Zihni Özdil Hollandalı Türklerin yakından tanıdığı bir isim. Özdil, 2018 yılında, Hollanda Parlamentosunda 1915 olayları ile ilgili Ermeni iddialarını “soykırım” olarak tanıyan skandal karara imza atan 5 Türk kökenli milletvekilinden biri.

‘BOZKURT İŞARETİNE HİTLER SELAMI İLE AYNI ANLAM VERİLMELİDİR’

Kalemini toplumumuza ve ülkemize karşı oynatan bir başka kalemşör ise Hülya Aydoğan. Hollanda’da “İthal Gelin ve Mehmet'in Çöküşü” kitabıyla tanınan bu kişi BNNVARA isimli internet sitesindeki köşesinde “Bozkurt işaretine Hitler selamı ile aynı anlam verilmelidir” başlıklı bir yazı yazdı. (4 Temmuz 2024)

‘BOZKURT SELAMI NEDEN BU KADAR TARTIŞMALIDIR?’

RTL İnternet haber sitesi de bozkurt tartışmasına geniş yer ayırdı. “Türk futbolcu açığa alındı. Bozkurtlar kimdir ve Bozkurt selamı neden bu kadar tartışmalıdır?” sorusuna yanıt arayan site Leiden Üniversitesi Türkoloji bölümünden Petra de Bruijn ve Alp Yenen’in bilgisine başvurmuş. Petra de Bruijn ve Alp Yenen’in konuya ilişkin yanıtları Batılı zihniyeti tatmin etmeye dönük olmuş. Bu ‘akademisyenler’in Türkiye düşmanı Prof.
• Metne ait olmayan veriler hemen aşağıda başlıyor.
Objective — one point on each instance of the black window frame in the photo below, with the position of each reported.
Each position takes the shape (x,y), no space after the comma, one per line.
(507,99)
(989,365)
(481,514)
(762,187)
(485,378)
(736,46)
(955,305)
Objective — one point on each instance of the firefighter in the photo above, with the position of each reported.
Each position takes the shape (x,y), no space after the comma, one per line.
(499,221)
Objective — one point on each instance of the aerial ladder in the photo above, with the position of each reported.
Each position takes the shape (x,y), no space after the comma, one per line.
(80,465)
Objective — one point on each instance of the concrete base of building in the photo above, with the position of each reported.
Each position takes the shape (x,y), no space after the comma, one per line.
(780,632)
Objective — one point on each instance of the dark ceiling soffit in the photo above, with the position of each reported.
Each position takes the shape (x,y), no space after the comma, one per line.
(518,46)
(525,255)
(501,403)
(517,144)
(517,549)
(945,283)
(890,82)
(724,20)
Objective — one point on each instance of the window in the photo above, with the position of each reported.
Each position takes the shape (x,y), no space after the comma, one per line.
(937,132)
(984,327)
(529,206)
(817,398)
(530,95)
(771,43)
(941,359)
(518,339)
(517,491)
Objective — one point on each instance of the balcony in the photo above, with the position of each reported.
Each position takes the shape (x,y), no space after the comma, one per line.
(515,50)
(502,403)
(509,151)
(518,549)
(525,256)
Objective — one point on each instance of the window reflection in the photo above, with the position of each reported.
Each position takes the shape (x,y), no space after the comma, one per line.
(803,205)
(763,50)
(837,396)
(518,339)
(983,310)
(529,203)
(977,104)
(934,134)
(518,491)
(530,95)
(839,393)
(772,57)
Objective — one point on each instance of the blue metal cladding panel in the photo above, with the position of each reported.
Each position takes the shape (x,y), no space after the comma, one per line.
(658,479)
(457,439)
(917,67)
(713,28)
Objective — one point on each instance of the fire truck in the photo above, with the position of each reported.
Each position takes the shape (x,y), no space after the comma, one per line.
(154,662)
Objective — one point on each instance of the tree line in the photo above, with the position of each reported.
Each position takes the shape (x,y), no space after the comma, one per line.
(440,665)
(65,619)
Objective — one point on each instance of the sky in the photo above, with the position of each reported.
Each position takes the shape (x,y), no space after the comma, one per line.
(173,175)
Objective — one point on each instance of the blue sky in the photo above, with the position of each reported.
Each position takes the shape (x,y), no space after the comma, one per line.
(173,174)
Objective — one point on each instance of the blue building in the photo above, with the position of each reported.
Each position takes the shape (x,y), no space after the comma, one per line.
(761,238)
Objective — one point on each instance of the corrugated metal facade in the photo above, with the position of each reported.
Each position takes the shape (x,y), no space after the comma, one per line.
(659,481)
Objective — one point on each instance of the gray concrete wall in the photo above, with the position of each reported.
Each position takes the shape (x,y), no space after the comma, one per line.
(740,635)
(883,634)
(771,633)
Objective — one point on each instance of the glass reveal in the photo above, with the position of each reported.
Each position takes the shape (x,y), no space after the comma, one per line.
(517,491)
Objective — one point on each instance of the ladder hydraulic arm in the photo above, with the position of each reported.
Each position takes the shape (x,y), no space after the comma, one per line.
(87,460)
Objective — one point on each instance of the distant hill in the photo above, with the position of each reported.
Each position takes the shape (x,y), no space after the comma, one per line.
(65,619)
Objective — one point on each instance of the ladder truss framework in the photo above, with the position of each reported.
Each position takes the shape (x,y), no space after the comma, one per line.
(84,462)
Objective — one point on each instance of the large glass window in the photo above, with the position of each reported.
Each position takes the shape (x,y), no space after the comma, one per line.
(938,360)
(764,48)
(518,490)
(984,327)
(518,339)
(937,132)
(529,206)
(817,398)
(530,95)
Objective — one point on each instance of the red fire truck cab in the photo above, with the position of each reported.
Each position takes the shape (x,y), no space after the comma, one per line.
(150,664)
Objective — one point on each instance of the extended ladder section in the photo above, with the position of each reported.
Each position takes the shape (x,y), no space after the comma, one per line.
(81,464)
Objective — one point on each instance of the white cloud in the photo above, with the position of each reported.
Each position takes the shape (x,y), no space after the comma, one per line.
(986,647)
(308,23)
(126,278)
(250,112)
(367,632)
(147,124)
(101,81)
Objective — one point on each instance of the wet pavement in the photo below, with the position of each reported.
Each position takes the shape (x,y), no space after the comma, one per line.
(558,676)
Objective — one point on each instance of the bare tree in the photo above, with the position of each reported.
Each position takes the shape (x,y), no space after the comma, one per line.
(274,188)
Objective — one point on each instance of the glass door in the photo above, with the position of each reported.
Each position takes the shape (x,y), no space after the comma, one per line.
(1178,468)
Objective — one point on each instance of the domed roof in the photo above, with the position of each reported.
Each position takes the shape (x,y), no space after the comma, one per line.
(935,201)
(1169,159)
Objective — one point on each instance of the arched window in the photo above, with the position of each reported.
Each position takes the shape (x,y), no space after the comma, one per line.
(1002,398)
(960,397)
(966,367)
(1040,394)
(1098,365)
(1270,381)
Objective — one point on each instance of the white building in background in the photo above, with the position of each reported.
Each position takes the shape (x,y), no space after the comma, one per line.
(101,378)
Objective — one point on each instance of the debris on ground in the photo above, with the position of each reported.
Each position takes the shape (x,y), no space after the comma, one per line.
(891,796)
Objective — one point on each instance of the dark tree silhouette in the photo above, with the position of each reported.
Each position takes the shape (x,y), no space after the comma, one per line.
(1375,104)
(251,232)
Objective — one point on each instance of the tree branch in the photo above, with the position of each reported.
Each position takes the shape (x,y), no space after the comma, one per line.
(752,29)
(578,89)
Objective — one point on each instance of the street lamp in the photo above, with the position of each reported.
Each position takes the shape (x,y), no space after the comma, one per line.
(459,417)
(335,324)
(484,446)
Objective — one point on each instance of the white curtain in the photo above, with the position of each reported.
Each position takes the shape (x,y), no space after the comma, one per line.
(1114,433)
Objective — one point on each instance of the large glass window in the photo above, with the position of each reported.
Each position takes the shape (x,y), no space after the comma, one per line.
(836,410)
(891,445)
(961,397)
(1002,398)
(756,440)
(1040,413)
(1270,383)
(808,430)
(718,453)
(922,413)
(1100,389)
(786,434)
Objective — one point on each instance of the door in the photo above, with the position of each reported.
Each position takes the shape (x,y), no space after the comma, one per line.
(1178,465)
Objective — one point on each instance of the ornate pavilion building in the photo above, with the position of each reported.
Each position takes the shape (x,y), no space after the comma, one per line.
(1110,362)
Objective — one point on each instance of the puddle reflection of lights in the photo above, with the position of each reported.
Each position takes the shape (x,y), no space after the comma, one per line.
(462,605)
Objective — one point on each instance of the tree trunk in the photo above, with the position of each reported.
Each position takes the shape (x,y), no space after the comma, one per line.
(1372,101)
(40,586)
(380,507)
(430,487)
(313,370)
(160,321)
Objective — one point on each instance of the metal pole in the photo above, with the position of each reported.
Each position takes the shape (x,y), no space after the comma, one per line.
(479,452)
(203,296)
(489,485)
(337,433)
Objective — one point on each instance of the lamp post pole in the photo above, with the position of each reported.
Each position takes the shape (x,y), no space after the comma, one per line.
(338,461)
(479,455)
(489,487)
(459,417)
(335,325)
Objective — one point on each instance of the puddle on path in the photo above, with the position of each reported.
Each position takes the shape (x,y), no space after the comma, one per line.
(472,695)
Dr. Erich-Jan Zürcher’in öğrencileri olduğunu düşünürsek şaşıracak pek de bir durum yok.

SONUÇ

Tarihsel süreci kavramak için çok okuyup araştırarak, oturup düşünmek gerek. Hız ivmesindeyken oturup düşünmek oldukça zordur.

Milli futbolcumuz Merih Demiral'ın yaptığı bozkurt işareti ile “fay hatları” tamamen kırıldı. Kırılan fay hatlarının beraberinde getirdiği artçı şoklar birazcık sürecek gibi görünüyor.

Batılı emperyalistler, Türkleri yenmenin tek çaresini Türkleri bölüp-parçalamak, Türkleri Türklere karşı kullanmak olarak görüyor. Emperyalizmin bu stratejisini görüyorsak ne mutlu bizlere. Dışarıdaki düşmanın adı belli, önemli olan içimizdeki işbirlikçi hainleri gözden kaçırmamak, ihanete göz yummamak.

İyi ki varsın, çok yaşa sevgili Melih Demiral! Ne mutlu size Bizim Çocuklar. Milli Şahlanışı yükselttiniz. Milletimizin bir yumruk gibi bir ve bölünmez olduğunu dosta düşmana gösterdiniz.